I'm trying to upgrade my project from spark 2.1.1 to 2.3.1, when I change the dependency over, I'm getting the following exception:
java.lang.IllegalAccessError: tried to access method com.google.common.base.Stopwatch.<init>()V from class org.apache.hadoop.mapred.FileInputFormat
at org.apache.hadoop.mapred.FileInputFormat.getSplits(FileInputFormat.java:312)
at org.apache.spark.rdd.HadoopRDD.getPartitions(HadoopRDD.scala:200)
at org.apache.spark.rdd.RDD$$anonfun$partitions$2.apply(RDD.scala:253)
at org.apache.spark.rdd.RDD$$anonfun$partitions$2.apply(RDD.scala:251)

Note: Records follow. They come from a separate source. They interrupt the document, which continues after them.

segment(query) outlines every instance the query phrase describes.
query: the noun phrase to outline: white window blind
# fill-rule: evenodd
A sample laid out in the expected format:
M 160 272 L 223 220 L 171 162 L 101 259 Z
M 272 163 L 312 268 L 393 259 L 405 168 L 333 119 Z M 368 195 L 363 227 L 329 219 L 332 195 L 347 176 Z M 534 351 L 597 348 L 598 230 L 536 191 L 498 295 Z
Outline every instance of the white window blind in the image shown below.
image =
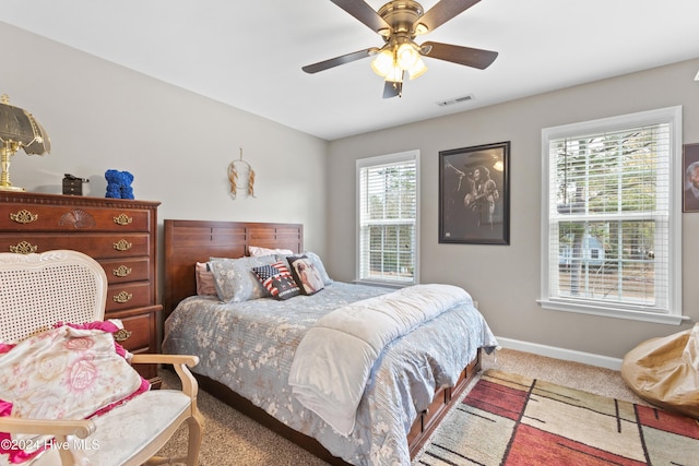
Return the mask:
M 677 122 L 668 116 L 544 131 L 545 307 L 680 315 Z
M 358 279 L 417 283 L 418 153 L 357 160 Z

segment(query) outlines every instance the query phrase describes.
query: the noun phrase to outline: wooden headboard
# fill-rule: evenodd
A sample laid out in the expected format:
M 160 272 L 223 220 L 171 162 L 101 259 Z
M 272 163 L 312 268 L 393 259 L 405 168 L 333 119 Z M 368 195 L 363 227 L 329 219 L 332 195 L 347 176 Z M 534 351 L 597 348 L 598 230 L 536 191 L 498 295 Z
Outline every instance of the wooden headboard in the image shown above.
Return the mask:
M 197 292 L 194 265 L 209 258 L 242 258 L 250 246 L 304 250 L 301 224 L 164 220 L 164 318 Z

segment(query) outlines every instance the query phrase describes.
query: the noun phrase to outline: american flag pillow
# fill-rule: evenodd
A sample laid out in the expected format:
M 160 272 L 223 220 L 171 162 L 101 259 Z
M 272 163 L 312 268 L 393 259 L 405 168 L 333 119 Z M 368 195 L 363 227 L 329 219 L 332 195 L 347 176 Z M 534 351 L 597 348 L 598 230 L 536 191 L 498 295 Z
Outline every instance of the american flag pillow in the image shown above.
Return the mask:
M 252 267 L 252 273 L 270 291 L 270 295 L 276 299 L 288 299 L 300 294 L 300 288 L 294 282 L 294 277 L 284 262 Z

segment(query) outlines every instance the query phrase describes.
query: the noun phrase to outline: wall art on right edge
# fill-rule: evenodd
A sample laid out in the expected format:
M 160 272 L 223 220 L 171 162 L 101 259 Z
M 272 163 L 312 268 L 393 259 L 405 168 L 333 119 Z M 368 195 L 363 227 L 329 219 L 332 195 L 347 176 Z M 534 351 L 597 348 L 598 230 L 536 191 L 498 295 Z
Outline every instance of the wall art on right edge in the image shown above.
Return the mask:
M 683 212 L 699 212 L 699 144 L 683 147 L 685 174 Z
M 510 142 L 439 153 L 439 242 L 510 243 Z

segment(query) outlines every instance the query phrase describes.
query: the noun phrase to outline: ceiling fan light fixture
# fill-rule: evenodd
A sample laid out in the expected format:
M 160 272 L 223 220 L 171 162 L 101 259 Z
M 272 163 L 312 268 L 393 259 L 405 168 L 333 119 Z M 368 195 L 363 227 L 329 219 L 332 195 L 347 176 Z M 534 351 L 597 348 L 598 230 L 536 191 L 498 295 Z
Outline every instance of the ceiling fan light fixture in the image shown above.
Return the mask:
M 371 69 L 376 74 L 381 77 L 386 77 L 393 68 L 393 52 L 389 49 L 381 50 L 380 53 L 371 60 Z
M 395 61 L 398 65 L 403 70 L 410 70 L 417 64 L 419 60 L 419 53 L 413 47 L 411 43 L 403 43 L 399 46 L 395 52 Z

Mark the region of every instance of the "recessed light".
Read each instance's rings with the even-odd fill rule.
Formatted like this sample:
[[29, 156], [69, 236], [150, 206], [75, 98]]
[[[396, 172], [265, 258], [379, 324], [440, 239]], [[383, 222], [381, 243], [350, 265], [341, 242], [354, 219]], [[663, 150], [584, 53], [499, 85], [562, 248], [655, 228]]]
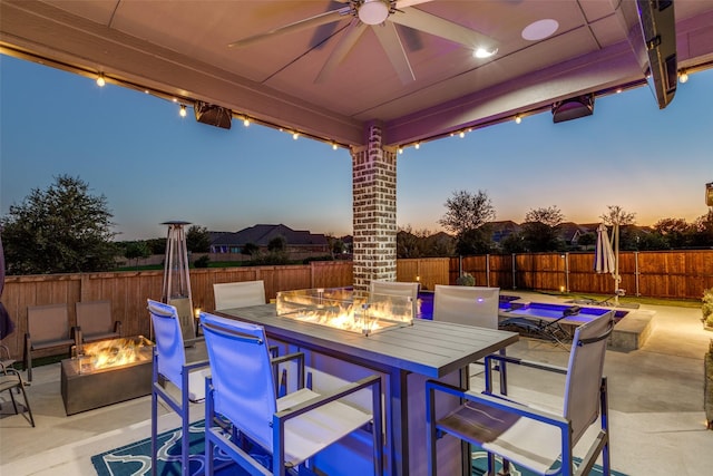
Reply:
[[497, 48], [490, 50], [486, 48], [478, 48], [472, 52], [472, 56], [475, 56], [476, 58], [490, 58], [496, 52], [498, 52]]
[[544, 40], [559, 28], [557, 20], [537, 20], [522, 29], [522, 38], [529, 41]]

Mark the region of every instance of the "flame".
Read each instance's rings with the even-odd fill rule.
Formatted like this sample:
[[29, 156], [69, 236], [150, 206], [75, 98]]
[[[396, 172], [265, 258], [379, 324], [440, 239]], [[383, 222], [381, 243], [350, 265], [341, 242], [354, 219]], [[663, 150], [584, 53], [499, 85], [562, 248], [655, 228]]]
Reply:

at scala.Option.getOrElse(Option.scala:121)
...
I've found the following question which seems to answer what is going on: IllegalAccessError to guava's StopWatch from org.apache.hadoop.mapreduce.lib.input.FileInputFormat.listStatus
However I don't link to hadoop directly, I'm just using spark-2.3.1-bin-hadoop2.7 as my spark home.
My assumption is that in spark 2.1.1 guava was included implicitly, but it now is not, and hadoop hasn't been updated, does this mean that I now need to explicitly include guava from my project?